The community surrounding Halo Infinite has been inundated with frustrations and complaints following a poor launch to the games second season. Spartan, a pro player for eUnited who finished top four at the recent HCS Kansas City Major, was one of many to join the chorus of angry voices on social media. But his choice of words and remarks has led to him being slapped with a fine from the Halo Championship Series, who believed he broke the code of conduct on professional standards.
The season is off to a rocky start. Day one issues included weapons appearing to sporadically jam, challenges not tracking correctly, and battle pass items not unlocking for some players. On top of the unintended bugs, intended changes to slides and map geometry scored equal levels of scorn from the community since the changes removed popular skill jumps and nerfed elements of Halo Infinites “curb slide” tech.
Spartans initial comments on the season remained fairly professional. He opted to take the first few days of the new season off to play other things after seeing reactions to the launch. But once he had the opportunity to sit down with the update, he didnt mince words.
My gun keeps fucking jamming, the movement is wonky, I can’t turn speed lines off, Spartan listed off in a tweet on May 4. Not playing this garbage until there’s some sort of fix, this is borderline unplayable. Fucking pathetic. Further tweets later into the night continued to put Halo developer 343 Industries on blast for the seasons poor launch, egged on by replies from more casual Halo fans accusing him of unnecessary toxicity and overstating the problems.
My full time job is to play Halo, he said in reply to one of these comments. 343 has made the game borderline unplayable so I can’t even do my job. Yeah I’m gonna be toxic fuck you.
While the HCS code of conduct says that the Administration will always value constructive criticism and feedback in relationship to the Program, it emphasizes a strict policy that players must express that criticism in a professional manner and that disparagement and harassment will not be tolerated. Its clear that the tournament organizers saw Spartans comments as crossing that line.

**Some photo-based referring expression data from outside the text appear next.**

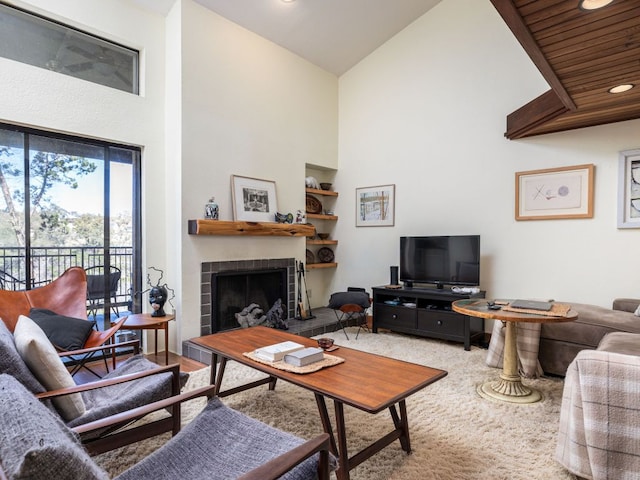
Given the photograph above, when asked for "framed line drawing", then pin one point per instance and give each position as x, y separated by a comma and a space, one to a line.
375, 206
629, 189
555, 193
254, 200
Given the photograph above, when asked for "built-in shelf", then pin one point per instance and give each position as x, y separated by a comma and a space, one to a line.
314, 266
317, 191
321, 216
321, 242
266, 229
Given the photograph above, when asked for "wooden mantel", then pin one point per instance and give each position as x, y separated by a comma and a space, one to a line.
265, 229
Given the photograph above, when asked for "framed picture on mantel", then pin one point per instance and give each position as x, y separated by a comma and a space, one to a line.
375, 206
254, 200
555, 193
629, 189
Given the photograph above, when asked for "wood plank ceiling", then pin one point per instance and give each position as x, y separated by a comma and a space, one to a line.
581, 54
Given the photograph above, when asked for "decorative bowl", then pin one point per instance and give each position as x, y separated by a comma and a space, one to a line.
325, 342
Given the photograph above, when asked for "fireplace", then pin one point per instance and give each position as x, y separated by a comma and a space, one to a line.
228, 287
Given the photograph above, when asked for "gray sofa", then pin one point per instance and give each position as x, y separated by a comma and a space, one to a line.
597, 438
561, 342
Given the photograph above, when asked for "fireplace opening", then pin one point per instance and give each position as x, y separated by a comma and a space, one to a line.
234, 290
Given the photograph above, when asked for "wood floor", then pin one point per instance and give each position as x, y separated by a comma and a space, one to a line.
186, 365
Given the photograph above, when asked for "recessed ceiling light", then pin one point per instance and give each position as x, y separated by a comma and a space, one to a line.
621, 88
594, 4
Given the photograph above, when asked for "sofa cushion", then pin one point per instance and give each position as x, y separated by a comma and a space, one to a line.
621, 342
35, 444
592, 324
42, 359
11, 362
68, 333
220, 443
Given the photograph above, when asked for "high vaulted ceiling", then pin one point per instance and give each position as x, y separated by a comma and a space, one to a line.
581, 54
333, 34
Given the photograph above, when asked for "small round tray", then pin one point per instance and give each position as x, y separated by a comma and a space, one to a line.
325, 255
313, 204
310, 257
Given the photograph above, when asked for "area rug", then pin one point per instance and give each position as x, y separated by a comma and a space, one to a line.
455, 434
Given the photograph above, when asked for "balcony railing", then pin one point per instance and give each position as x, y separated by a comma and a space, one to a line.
47, 263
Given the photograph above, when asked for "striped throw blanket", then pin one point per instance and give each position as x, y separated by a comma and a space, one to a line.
599, 432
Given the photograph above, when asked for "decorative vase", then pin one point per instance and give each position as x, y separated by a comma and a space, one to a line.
211, 209
157, 298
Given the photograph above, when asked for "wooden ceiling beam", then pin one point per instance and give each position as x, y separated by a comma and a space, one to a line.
534, 114
514, 21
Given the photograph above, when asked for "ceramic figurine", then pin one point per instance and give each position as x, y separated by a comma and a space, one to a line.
211, 209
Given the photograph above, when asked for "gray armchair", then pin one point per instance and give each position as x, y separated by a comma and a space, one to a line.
219, 443
136, 382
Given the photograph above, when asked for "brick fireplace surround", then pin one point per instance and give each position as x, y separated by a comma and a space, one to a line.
207, 302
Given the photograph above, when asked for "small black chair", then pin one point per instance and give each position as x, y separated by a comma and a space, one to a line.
351, 305
9, 282
96, 279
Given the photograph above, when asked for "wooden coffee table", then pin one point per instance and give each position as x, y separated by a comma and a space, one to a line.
366, 381
510, 387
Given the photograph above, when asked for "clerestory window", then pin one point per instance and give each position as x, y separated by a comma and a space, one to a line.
35, 40
67, 201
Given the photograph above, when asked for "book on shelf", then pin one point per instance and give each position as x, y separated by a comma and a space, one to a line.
304, 357
277, 351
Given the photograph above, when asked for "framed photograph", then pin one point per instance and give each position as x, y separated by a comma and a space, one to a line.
555, 193
254, 200
629, 189
375, 206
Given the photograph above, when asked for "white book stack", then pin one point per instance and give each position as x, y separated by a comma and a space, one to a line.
276, 352
302, 358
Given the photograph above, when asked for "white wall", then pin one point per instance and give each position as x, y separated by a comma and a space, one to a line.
250, 108
427, 111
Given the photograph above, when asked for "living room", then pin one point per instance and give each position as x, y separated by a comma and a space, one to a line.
425, 112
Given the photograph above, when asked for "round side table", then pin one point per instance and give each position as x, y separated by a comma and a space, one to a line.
144, 321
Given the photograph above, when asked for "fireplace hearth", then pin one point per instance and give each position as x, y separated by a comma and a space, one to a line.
228, 287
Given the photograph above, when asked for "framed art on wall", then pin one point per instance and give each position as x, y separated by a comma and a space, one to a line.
375, 206
555, 193
629, 189
254, 200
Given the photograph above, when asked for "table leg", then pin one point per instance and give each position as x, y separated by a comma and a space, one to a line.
510, 387
401, 423
155, 332
326, 422
343, 456
166, 343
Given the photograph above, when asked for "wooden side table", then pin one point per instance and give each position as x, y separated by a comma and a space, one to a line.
510, 387
144, 321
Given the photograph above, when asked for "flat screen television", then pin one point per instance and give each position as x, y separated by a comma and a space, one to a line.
440, 260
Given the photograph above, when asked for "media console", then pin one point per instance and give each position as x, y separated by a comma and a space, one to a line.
425, 312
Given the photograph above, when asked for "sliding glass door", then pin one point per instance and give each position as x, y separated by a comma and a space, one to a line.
65, 202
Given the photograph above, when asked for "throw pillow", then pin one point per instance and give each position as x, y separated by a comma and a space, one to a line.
35, 444
339, 299
65, 332
12, 364
42, 359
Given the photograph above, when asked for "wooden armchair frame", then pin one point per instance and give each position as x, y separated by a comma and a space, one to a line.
270, 470
111, 437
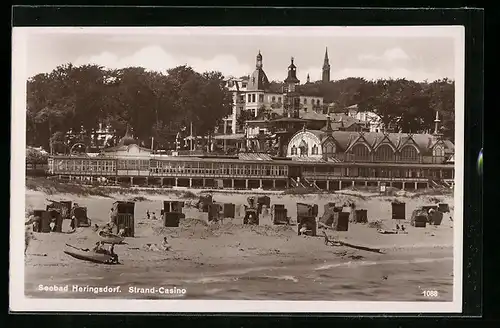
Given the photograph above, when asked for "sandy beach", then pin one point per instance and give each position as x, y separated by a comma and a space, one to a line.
235, 261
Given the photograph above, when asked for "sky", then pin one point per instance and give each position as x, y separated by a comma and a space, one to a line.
363, 52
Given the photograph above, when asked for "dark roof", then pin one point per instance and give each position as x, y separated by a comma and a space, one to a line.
345, 139
289, 119
258, 80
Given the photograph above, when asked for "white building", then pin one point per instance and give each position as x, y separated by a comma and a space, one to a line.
374, 120
252, 93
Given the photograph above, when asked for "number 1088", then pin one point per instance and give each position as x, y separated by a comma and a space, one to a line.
430, 293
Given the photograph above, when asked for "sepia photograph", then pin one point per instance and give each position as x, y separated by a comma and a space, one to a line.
237, 169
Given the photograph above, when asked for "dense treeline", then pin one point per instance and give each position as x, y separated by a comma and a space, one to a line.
152, 104
159, 105
407, 106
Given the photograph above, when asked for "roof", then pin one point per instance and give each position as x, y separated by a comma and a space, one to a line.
271, 161
338, 121
124, 148
313, 116
254, 157
346, 139
258, 80
236, 136
289, 119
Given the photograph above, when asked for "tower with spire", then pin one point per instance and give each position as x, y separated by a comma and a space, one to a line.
326, 68
258, 80
292, 99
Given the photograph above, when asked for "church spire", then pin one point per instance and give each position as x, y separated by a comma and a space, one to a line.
326, 68
258, 63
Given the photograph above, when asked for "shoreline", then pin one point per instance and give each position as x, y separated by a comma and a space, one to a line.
251, 262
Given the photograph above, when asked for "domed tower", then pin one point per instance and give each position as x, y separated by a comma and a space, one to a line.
258, 80
326, 68
292, 99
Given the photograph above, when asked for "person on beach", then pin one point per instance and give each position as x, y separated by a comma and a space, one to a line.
99, 248
121, 232
113, 254
165, 245
28, 236
52, 225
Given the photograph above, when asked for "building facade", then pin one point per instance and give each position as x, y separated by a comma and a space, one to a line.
253, 93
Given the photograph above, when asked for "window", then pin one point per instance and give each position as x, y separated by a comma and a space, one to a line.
438, 151
329, 149
409, 154
384, 153
361, 152
304, 149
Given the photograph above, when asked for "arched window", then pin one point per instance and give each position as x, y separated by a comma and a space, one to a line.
384, 153
329, 149
361, 152
409, 154
303, 148
438, 151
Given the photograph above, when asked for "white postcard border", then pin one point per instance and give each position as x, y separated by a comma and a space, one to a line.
19, 302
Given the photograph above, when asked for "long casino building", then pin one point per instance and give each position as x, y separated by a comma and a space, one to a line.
324, 159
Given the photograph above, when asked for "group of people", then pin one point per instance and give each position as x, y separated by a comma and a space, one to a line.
100, 249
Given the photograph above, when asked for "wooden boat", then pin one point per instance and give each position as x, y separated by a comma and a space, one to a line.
88, 255
110, 238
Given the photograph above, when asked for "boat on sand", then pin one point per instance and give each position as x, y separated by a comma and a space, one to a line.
89, 255
110, 238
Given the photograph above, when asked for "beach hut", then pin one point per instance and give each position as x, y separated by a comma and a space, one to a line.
80, 213
170, 206
310, 225
251, 216
341, 221
172, 219
435, 218
398, 211
279, 214
43, 218
361, 216
204, 202
124, 217
263, 200
419, 218
214, 210
229, 210
443, 208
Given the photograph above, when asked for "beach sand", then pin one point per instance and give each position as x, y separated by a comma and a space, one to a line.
235, 261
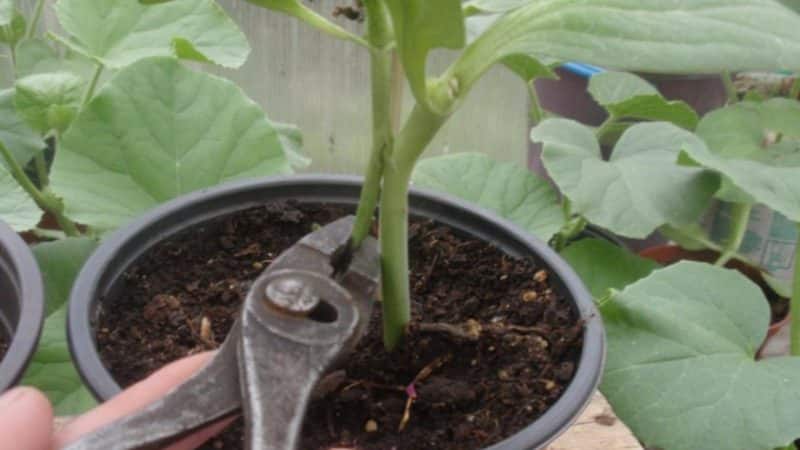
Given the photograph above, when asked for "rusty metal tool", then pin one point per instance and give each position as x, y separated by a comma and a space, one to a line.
304, 313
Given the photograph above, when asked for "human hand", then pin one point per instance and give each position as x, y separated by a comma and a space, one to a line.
26, 417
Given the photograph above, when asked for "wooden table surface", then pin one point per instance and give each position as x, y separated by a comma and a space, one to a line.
597, 429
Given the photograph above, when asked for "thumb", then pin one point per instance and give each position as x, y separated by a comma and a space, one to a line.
26, 420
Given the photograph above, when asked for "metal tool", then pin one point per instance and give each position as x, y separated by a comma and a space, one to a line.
300, 316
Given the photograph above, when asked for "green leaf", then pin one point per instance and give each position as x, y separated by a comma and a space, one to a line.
120, 32
640, 188
156, 131
36, 56
793, 4
681, 371
51, 369
690, 237
14, 29
509, 190
781, 287
603, 265
17, 209
421, 26
49, 101
524, 66
627, 96
756, 146
656, 36
15, 134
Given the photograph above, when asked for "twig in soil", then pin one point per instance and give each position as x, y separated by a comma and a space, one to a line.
469, 331
472, 330
411, 390
372, 385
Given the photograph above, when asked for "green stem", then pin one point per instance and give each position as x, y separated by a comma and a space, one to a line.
794, 92
12, 52
37, 15
45, 199
571, 229
605, 127
794, 307
536, 113
41, 170
379, 34
309, 16
419, 130
92, 85
740, 217
730, 88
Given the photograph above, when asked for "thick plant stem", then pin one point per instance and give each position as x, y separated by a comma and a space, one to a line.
535, 112
730, 88
379, 35
794, 91
794, 307
34, 23
740, 217
45, 199
417, 133
41, 170
92, 84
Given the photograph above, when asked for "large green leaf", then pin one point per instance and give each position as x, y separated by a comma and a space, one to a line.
17, 209
524, 66
627, 96
15, 134
511, 191
37, 56
678, 36
640, 188
156, 131
49, 101
756, 146
120, 32
51, 369
603, 265
419, 27
681, 371
12, 24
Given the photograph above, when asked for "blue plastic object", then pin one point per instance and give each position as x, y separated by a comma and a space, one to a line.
583, 70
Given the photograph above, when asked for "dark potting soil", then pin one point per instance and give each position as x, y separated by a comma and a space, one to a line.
491, 347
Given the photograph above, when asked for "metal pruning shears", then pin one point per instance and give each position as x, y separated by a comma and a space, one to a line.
300, 316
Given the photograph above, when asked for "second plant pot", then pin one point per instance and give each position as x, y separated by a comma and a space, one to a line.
21, 309
102, 276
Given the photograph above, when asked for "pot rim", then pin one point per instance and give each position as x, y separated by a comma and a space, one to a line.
539, 433
16, 257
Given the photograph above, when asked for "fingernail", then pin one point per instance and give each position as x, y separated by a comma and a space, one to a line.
13, 396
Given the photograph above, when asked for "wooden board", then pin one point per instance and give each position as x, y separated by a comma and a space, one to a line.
597, 429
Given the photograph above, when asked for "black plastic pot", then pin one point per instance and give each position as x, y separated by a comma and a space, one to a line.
22, 306
101, 274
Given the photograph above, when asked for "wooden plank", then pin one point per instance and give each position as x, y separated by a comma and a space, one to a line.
597, 429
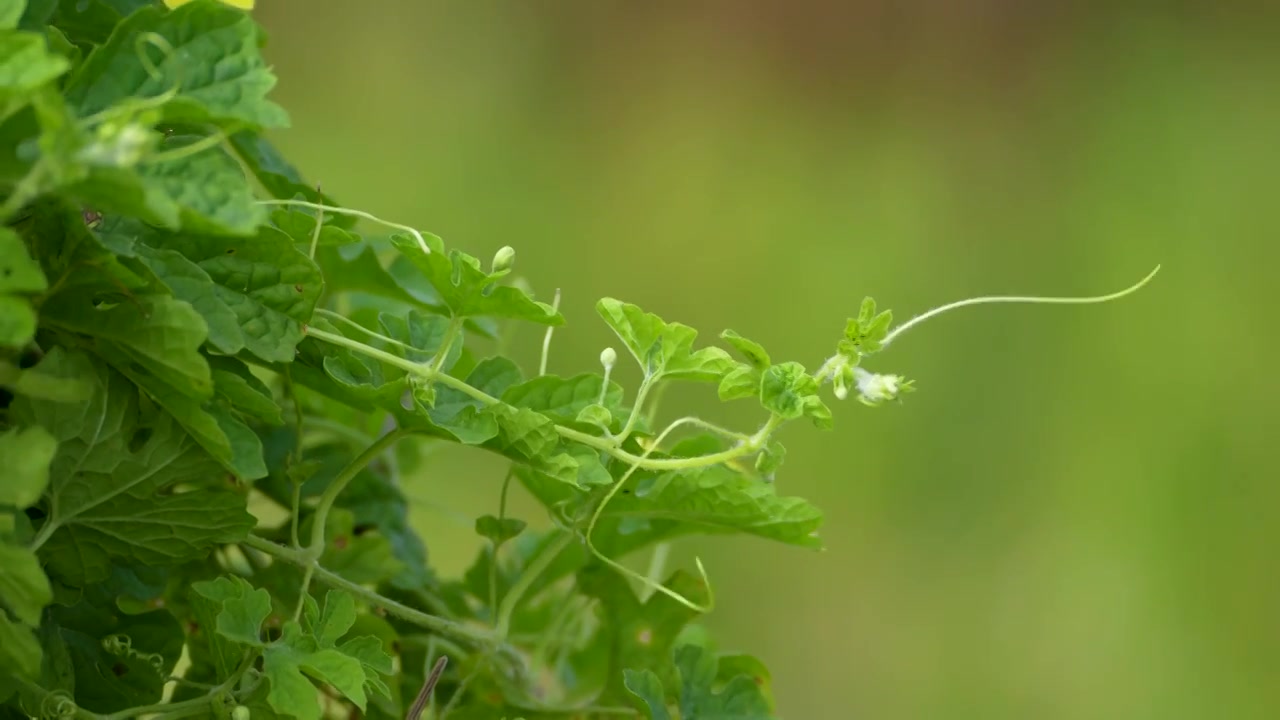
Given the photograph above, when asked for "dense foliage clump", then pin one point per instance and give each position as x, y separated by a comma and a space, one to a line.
213, 379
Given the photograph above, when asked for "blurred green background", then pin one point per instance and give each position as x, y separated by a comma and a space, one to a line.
1077, 514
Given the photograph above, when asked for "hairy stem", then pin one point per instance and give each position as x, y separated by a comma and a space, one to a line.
417, 236
1020, 299
603, 445
526, 580
636, 409
480, 637
547, 338
496, 545
341, 482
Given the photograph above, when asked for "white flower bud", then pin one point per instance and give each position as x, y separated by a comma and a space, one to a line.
503, 259
876, 388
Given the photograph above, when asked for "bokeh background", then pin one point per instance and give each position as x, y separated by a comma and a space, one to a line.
1077, 515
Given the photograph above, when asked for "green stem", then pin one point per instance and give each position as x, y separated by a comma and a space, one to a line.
417, 236
657, 565
496, 545
526, 580
193, 703
480, 637
341, 482
461, 689
603, 445
645, 384
46, 531
451, 335
1019, 299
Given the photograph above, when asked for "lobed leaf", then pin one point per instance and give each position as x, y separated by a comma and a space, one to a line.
24, 589
467, 291
114, 456
264, 282
241, 609
27, 452
663, 349
698, 697
213, 62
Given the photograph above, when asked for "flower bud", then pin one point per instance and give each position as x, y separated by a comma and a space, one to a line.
503, 259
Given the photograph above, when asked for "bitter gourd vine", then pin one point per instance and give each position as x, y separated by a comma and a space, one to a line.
214, 379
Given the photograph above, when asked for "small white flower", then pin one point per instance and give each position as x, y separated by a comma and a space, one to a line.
874, 387
118, 147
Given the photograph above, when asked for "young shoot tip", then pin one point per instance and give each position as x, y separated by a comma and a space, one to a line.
1019, 299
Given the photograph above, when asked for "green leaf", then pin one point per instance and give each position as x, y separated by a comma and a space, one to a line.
300, 226
364, 272
26, 64
743, 381
311, 651
19, 651
336, 618
279, 177
115, 455
638, 634
119, 660
242, 607
206, 643
213, 60
23, 587
424, 333
597, 415
709, 500
208, 187
462, 415
264, 281
158, 332
27, 452
867, 332
698, 695
565, 399
785, 390
17, 322
224, 436
663, 349
201, 190
524, 432
18, 270
645, 686
234, 383
10, 12
750, 350
469, 291
364, 557
771, 458
192, 285
498, 531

Despite the fine and the initial heat he took on social media for his comments, Spartan refused to apologize for his words and a stream following the debacle showed that his blunt honesty still resonated with many players. He thanked viewers for an unprecedented amount of subs and donations on Twitter following the streams conclusion, which he half-jokingly commented would be going toward paying his fines during the stream.
While frustrations persist, 343 has already made steps toward fixing the problems plaguing Infinite‘s season two launch. Compensation in the form of XP boosts and challenge swaps was handed out to all players following day one issues, and the developers have begun reviewing options when it comes to reverting changes made to the maps and to sliding. Dissatisfied pro players will probably be hoping fixes and rollbacks will make it to the game before tournaments begin to start again in a few months.